Siapa yang bisa mengambil tongkat untuk papan sementara Cricket SA yang direkonstruksi?

Siapa yang bisa mengambil tongkat untuk papan sementara Cricket SA yang direkonstruksi?


Oleh Zaahier Adams 16m yang lalu

Bagikan artikel ini:

CAPE TOWN – Menteri olahraga Afrika Selatan Nathi Mthethwa mengadakan pertemuan “konstruktif” pada hari Selasa dengan Dewan Anggota Cricket SA – otoritas pengambilan keputusan tertinggi dalam permainan yang terdiri dari 14 presiden afiliasi provinsi – di mana setelah dewan sementara sekarang akan dibentuk.

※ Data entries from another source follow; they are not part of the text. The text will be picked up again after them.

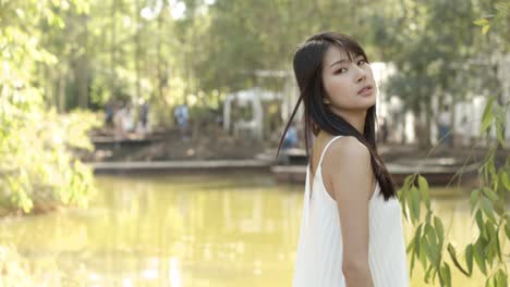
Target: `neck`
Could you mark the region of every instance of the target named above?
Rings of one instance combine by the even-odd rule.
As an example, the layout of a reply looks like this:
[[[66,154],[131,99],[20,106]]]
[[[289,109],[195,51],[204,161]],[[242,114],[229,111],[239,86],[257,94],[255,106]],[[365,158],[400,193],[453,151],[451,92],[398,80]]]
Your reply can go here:
[[[365,118],[366,118],[366,111],[367,110],[337,110],[331,109],[331,111],[341,116],[343,120],[348,121],[360,134],[363,135],[365,130]]]

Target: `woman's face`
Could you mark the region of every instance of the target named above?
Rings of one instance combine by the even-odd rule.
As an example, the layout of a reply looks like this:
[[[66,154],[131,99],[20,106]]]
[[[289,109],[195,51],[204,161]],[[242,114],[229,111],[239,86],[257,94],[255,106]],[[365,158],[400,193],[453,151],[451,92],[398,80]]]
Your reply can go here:
[[[366,111],[376,103],[376,86],[369,64],[363,55],[349,60],[336,46],[324,57],[323,84],[327,96],[323,101],[335,112]]]

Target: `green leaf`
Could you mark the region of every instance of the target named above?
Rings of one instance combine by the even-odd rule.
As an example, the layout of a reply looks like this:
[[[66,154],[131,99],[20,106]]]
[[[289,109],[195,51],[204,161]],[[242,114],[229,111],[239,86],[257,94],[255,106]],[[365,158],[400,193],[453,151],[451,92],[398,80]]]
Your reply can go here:
[[[496,195],[496,192],[494,192],[493,189],[490,189],[488,187],[484,187],[482,190],[484,191],[484,195],[486,195],[490,200],[497,200],[498,199],[498,195]]]
[[[488,20],[486,18],[477,18],[473,22],[476,26],[486,26],[489,24]]]
[[[460,270],[462,273],[464,273],[466,276],[469,276],[470,274],[459,263],[459,260],[457,259],[456,249],[453,248],[453,246],[451,244],[448,244],[447,250],[448,250],[448,253],[450,254],[450,258],[451,258],[451,261],[453,262],[453,265],[456,265],[456,267],[458,270]]]
[[[508,240],[510,240],[510,214],[507,214],[505,220],[505,233],[507,234]]]
[[[473,245],[469,244],[465,247],[465,264],[467,265],[467,276],[473,273]]]
[[[484,220],[482,217],[482,210],[477,210],[475,214],[476,226],[478,226],[478,230],[481,236],[485,236],[485,228],[484,228]]]
[[[423,237],[420,240],[420,262],[422,263],[422,267],[425,270],[427,269],[427,254],[425,251],[425,245],[428,245],[427,238]]]
[[[501,182],[507,190],[510,190],[510,180],[508,179],[508,174],[503,171],[501,173]]]
[[[471,191],[471,213],[473,213],[473,210],[476,207],[476,203],[478,202],[478,198],[479,198],[479,189],[475,189]]]
[[[479,135],[482,136],[485,130],[490,126],[494,120],[493,103],[496,97],[490,97],[485,104],[484,113],[482,115],[482,126],[479,128]]]
[[[483,249],[481,248],[479,244],[476,244],[474,246],[473,255],[474,255],[474,260],[476,262],[476,265],[478,265],[479,271],[482,271],[482,273],[484,273],[484,275],[487,275],[487,269],[485,266],[485,255],[484,255]]]
[[[436,227],[437,237],[442,240],[445,237],[445,228],[442,228],[442,223],[437,216],[434,216],[434,226]]]
[[[451,286],[450,266],[446,262],[445,265],[442,265],[442,279],[446,286]]]
[[[485,25],[484,27],[482,27],[482,34],[483,35],[487,34],[489,29],[490,29],[490,25]]]
[[[508,286],[508,276],[505,274],[502,270],[498,270],[495,274],[495,278],[497,282],[497,286],[506,287]]]
[[[410,191],[410,211],[413,222],[420,221],[420,194],[416,187],[412,187]]]
[[[427,207],[427,209],[430,209],[430,198],[428,196],[429,194],[428,183],[427,183],[427,179],[425,179],[425,177],[421,175],[418,176],[418,187],[420,187],[420,192],[421,192],[423,202],[425,202],[425,205]]]
[[[486,197],[482,197],[479,200],[479,207],[490,221],[496,222],[496,219],[494,217],[494,207],[490,200],[488,200]]]

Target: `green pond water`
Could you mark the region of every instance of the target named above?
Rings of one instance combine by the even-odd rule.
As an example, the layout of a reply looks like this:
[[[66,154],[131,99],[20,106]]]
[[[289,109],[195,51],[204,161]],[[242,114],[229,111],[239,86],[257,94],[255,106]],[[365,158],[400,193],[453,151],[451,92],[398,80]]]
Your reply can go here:
[[[0,244],[52,260],[85,286],[291,286],[301,185],[242,172],[97,176],[96,185],[87,210],[1,220]],[[434,197],[433,205],[457,246],[472,241],[467,196]],[[411,232],[405,225],[406,240]],[[433,286],[422,274],[412,286]],[[453,286],[482,280],[453,271]]]

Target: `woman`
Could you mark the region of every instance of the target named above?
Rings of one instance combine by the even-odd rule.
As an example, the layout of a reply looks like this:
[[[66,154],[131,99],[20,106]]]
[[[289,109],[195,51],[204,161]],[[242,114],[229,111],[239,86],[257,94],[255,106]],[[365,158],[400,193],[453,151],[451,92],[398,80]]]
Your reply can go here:
[[[293,64],[301,96],[283,136],[304,102],[309,155],[293,286],[409,286],[401,207],[377,153],[377,88],[363,48],[321,33],[299,47]]]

Independent Media memahami bahwa struktur sementara yang baru akan menampilkan mantan Proteas dan mantan eksekutif yang memiliki kedudukan tinggi di Dewan Kriket Internasional. Kami mengamati lebih dekat beberapa pesaing yang dapat dipanggil…

Mantan jas

1. Norman Arendse

Sudah menjadi rahasia umum yang diinginkan mantan presiden CSA dalam 12 tahun setelah dia mengosongkan jabatannya pada tahun 2008. Advokat Arendse SC juga menjabat sebagai Direktur Independen Utama CSA dari 2013 hingga 2018 setelah seorang arbiter memenangkannya pada tahun 2012. Dia pernah sekali kembali melamar untuk melayani sebagai direktur independen di dewan baru, menyatakan bahwa “Saya memiliki apresiasi dan pemahaman yang tepat tentang bisnis Cricket Afrika Selatan”.

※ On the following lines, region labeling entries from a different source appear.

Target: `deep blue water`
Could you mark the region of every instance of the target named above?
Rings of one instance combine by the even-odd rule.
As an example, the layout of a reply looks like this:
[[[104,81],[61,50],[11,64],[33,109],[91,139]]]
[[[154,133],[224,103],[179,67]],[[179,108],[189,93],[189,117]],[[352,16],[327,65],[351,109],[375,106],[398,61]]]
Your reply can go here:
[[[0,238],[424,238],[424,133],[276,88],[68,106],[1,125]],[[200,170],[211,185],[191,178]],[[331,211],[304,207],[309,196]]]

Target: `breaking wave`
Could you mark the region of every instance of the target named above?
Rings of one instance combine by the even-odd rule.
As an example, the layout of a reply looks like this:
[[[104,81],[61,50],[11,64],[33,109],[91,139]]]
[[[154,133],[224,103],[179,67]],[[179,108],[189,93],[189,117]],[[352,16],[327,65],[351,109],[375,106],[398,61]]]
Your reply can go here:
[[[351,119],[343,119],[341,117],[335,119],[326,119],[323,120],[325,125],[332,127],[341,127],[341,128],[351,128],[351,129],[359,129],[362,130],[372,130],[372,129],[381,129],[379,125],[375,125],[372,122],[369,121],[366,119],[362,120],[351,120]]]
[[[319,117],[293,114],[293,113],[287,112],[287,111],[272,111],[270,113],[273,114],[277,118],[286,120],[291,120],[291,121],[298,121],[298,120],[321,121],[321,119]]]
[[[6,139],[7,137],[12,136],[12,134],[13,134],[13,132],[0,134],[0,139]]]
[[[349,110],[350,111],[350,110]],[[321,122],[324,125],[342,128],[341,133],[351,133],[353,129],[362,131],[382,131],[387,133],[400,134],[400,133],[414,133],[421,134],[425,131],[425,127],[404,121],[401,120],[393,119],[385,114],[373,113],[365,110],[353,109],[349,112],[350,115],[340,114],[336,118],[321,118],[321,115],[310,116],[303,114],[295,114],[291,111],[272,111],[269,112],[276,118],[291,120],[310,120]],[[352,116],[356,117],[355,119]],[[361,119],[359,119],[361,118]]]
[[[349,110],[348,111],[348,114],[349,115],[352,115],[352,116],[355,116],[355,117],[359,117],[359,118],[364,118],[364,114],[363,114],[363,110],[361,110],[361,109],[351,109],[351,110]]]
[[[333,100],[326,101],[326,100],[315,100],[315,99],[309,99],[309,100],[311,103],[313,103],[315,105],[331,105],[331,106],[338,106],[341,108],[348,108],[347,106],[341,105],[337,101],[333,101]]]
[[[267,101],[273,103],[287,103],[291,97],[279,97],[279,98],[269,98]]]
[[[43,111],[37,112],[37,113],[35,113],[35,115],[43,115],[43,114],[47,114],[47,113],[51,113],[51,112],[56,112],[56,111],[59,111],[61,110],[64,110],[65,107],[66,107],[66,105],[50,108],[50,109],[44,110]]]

Arendse secara tradisional menjadi pendukung kuat transformasi, bahkan disebut sebagai “radikal” di beberapa bagian media ketika dia pernah memveto skuad Proteas ‘Men untuk tur ke Bangladesh pada 2008 dan mencoba menggantinya dengan salah satu miliknya. Arendse tentunya memiliki kecerdasan dan pengalaman untuk mengarahkan CSA keluar dari perairan keruh ini, tetapi jangan berharap dia melakukannya dengan diam-diam.

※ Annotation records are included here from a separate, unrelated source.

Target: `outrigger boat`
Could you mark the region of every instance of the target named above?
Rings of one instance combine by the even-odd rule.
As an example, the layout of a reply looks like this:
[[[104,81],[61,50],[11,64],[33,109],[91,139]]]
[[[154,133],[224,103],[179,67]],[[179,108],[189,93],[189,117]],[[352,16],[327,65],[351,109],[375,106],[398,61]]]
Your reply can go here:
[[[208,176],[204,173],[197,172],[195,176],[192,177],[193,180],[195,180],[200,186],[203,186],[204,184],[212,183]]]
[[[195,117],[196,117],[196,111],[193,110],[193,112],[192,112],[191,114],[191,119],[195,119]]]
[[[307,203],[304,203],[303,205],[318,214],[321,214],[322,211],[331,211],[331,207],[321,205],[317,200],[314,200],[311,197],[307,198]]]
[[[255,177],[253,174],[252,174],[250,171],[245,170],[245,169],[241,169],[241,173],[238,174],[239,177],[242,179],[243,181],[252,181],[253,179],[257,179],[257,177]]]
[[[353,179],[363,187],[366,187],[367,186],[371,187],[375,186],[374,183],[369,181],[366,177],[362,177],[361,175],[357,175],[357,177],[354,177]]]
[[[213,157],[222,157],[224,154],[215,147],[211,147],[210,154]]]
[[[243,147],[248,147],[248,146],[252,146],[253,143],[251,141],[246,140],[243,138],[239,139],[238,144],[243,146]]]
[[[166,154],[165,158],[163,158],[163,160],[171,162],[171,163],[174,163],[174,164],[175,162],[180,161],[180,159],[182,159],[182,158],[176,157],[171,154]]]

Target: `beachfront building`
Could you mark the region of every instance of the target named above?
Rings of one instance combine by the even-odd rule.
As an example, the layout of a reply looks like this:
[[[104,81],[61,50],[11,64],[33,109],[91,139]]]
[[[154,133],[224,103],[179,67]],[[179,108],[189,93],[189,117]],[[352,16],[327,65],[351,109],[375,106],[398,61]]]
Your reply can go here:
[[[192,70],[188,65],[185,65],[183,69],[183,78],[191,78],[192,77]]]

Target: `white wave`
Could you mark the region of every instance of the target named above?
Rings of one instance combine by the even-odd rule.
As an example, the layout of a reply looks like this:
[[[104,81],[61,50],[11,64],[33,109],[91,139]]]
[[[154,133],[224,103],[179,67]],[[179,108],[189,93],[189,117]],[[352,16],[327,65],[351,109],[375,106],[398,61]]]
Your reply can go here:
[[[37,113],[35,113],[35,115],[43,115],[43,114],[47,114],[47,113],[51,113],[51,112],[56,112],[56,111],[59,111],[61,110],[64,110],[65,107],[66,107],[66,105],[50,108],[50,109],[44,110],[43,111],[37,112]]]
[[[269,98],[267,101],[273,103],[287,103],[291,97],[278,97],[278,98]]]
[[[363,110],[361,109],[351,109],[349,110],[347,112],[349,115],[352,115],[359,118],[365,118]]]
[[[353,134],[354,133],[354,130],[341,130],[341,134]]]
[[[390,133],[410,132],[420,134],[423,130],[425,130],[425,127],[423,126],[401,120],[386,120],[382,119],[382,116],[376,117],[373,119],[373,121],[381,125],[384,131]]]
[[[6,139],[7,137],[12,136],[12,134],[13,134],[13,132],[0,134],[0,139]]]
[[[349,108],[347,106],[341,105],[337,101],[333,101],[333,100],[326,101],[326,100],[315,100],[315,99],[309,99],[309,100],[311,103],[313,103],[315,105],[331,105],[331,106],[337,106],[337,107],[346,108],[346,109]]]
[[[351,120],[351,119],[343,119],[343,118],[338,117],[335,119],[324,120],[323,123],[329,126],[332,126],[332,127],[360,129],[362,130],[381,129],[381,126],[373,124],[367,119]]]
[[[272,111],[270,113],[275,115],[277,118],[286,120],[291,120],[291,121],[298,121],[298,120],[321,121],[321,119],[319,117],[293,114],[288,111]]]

Mantan Presiden Cricket SA Norman Arendse. Foto: Masi Losi

2. Haroon Lorgat

Apakah adil untuk menyarankan masalah CSA dimulai setelah “secara damai” berpisah dengan mantan kepala eksekutifnya pada tahun 2017 atas penanganannya terhadap Liga T20 Global yang diusulkan?

Yang juga menarik adalah fakta bahwa Lorgat memenangkan Kepemimpinan dalam kategori Bisnis Olahraga di Penghargaan Industri Olahraga tahunan hanya lima bulan sebelumnya. Akuntan yang disewa jelas berpengalaman dalam urusan CSA dan juga dihormati secara internasional sebagai kepala eksekutif ICC dari 2008-2012.

3. Ray Mali

Dilihat dari cara dia dipanggil, “Oom Ray” adalah sosok yang sangat besar dalam kriket dan persaudaraan olahraga secara keseluruhan. Mali adalah presiden kulit hitam pertama CSA yang terpilih pada tahun 2003 dan lulus sebagai presiden ICC pada tahun 2007.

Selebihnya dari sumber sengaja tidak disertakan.